The wind profiler is a special seagoing version of the boundary-layer profiler developed at the NOAA Aeronomy Laboratory in Boulder, Colorado (Ecklund et al. 1988). Winds are obtained from the mean Doppler shift, and turbulence information can be deduced from the intensity and width of the Doppler spectrum (White andFairall 1995). The system uses a flatplate, microstrip phased-array antenna with an aperture of 4 m2. Three independent beam orientations are produced by electronically changing the phasing. A commercially available gyrostabilized platform (Seatel Inc.) is used to maintain the antenna level with respect to gravity, despite ship motion. After the antenna is installed on the pedestal, it is first statically balanced and then dynamically balanced. Electronic levels are installed on the antenna for the balancing process and to monitor actual orientation at sea. Mean balance to within a fraction of a degree is obtained in port. Generally, the performance of the pedestal compensator is good, but on two cruises mean imbalance had to be corrected. Horizontal winds in fixed-earth coordinates are derived from the radial Doppler shifts with standard coordinate rotations (as in section 3a) using GPS data for (Vlp) and the gyrocompass for heading. In the absence of precipitation, the vertical Doppler correction term is ignored. No attempt is made to correct for wave-induced errors. When the antenna is not level, the data clearly show erroneous changes in the wind vector as the ship maneuvers.
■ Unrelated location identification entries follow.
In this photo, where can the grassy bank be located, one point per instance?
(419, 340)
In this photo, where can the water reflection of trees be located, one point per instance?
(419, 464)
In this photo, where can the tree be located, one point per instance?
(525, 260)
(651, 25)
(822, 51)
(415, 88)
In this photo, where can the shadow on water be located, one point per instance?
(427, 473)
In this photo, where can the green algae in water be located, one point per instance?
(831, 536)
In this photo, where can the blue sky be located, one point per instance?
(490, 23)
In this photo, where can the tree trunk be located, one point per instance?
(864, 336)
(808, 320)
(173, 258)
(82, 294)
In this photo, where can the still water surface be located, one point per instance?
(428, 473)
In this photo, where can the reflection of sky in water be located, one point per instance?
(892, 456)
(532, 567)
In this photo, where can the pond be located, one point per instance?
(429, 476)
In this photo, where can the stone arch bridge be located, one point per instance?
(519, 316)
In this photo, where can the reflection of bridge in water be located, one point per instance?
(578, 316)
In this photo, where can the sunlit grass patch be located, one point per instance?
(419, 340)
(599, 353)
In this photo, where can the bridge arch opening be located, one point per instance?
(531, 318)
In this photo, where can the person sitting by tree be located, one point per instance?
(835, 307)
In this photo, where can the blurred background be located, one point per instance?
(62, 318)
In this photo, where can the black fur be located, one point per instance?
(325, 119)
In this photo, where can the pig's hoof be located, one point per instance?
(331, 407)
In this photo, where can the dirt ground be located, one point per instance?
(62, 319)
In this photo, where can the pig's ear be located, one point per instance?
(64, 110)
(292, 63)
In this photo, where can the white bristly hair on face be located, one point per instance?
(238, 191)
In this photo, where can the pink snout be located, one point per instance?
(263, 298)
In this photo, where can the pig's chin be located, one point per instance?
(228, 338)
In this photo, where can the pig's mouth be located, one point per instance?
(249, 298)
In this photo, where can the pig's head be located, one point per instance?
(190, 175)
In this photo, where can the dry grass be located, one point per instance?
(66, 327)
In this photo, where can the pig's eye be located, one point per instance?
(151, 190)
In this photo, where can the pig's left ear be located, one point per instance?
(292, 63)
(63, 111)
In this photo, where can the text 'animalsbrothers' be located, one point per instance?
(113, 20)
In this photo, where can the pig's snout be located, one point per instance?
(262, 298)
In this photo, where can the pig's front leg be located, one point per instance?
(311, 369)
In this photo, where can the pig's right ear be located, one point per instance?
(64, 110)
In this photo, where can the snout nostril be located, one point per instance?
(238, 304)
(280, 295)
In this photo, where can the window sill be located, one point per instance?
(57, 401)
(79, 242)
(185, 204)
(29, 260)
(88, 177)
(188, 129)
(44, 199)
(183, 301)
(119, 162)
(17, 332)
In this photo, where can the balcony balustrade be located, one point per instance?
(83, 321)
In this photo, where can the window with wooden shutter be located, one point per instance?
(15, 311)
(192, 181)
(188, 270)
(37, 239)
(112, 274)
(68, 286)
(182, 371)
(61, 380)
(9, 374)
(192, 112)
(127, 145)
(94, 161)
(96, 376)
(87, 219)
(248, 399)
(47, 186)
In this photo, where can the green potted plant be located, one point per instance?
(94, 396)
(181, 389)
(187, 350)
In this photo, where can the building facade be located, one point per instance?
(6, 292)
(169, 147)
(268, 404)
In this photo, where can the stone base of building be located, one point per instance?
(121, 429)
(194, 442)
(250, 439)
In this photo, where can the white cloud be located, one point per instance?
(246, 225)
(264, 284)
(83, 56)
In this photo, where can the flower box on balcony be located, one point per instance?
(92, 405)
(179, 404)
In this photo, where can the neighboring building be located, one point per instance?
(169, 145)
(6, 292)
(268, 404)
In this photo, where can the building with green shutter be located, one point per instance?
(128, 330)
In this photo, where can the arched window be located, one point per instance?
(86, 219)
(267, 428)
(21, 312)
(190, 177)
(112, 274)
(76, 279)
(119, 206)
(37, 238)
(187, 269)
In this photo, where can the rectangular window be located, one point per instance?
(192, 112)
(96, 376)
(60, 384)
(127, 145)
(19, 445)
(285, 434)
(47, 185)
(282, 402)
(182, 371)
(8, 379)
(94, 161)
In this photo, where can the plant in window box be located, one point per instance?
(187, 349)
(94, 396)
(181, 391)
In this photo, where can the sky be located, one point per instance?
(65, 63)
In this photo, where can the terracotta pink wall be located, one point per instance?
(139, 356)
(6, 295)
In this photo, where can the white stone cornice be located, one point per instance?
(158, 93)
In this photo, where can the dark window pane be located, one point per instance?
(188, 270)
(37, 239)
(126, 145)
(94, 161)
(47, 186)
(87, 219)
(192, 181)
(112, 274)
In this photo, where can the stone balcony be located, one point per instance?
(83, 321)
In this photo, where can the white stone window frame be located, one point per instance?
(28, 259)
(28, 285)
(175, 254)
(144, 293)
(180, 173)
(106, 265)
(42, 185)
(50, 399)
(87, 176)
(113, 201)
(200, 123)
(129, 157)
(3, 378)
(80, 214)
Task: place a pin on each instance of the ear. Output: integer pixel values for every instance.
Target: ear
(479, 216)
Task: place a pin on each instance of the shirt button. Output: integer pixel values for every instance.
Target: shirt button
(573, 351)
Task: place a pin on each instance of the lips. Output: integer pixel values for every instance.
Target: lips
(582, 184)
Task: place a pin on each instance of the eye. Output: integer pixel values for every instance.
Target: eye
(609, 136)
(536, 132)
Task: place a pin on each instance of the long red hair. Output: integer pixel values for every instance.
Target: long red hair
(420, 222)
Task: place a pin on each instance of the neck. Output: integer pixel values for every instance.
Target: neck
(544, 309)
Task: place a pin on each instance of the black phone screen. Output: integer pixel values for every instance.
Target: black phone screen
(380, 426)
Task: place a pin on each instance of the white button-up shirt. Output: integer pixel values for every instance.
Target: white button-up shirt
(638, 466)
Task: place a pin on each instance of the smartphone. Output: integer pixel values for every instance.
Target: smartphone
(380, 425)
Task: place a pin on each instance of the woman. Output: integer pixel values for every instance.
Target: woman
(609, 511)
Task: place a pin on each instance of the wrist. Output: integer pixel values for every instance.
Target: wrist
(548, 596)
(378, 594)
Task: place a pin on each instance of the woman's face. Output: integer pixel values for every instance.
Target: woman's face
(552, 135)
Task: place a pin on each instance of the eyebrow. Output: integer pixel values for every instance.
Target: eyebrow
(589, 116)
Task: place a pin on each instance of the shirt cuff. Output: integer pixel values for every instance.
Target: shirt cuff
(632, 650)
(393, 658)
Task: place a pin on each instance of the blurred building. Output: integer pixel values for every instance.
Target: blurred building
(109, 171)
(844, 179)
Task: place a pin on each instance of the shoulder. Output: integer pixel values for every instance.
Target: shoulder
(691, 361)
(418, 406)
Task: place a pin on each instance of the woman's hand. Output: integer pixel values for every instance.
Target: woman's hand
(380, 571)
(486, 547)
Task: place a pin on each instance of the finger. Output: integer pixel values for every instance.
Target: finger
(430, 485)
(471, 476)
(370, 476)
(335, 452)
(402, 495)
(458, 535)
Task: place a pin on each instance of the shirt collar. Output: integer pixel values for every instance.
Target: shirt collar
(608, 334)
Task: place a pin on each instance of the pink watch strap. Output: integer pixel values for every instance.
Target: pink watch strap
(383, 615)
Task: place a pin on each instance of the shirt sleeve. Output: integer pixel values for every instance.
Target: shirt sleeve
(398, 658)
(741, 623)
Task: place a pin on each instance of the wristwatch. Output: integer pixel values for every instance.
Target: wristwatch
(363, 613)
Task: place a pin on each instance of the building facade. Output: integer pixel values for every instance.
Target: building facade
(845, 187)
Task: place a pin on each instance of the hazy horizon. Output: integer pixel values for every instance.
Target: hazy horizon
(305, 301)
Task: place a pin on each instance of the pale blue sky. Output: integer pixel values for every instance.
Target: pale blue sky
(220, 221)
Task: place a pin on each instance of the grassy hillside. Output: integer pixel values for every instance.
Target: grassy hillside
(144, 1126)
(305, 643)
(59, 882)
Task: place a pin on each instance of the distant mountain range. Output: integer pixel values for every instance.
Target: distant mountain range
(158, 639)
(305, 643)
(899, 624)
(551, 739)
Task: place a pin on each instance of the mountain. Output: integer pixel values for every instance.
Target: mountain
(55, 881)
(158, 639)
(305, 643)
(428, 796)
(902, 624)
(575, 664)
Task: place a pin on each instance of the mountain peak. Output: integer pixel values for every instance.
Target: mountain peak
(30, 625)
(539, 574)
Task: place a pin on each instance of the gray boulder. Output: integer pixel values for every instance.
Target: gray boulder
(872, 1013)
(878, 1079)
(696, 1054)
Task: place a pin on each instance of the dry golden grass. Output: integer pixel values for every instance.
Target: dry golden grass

In the absence of precipitation, the radar-scattering originates from refractive-index inhomogeneities associated with atmospheric turbulence (see White et al. 1996 for a detailed discussion). In the Tropics, the maximum altitude of useful winds from the profiler is 2–3 km at 60-m vertical resolution and 3–5 km at 420-m vertical resolution. Real-time software is used to calculate the first three moments of the atmospheric scattering peak in the measured Doppler velocity spectrum. These moments are then used to compute profiles of the radar refractive-index structure function parameter C2n, the mean wind vector, and the rate of dissipation of turbulent kinetic energy ε (White and Fairall 1995). The top of the ABL is usually evident as a strong peak in C2n or a rapid decrease with height of ε (White et al. 1991).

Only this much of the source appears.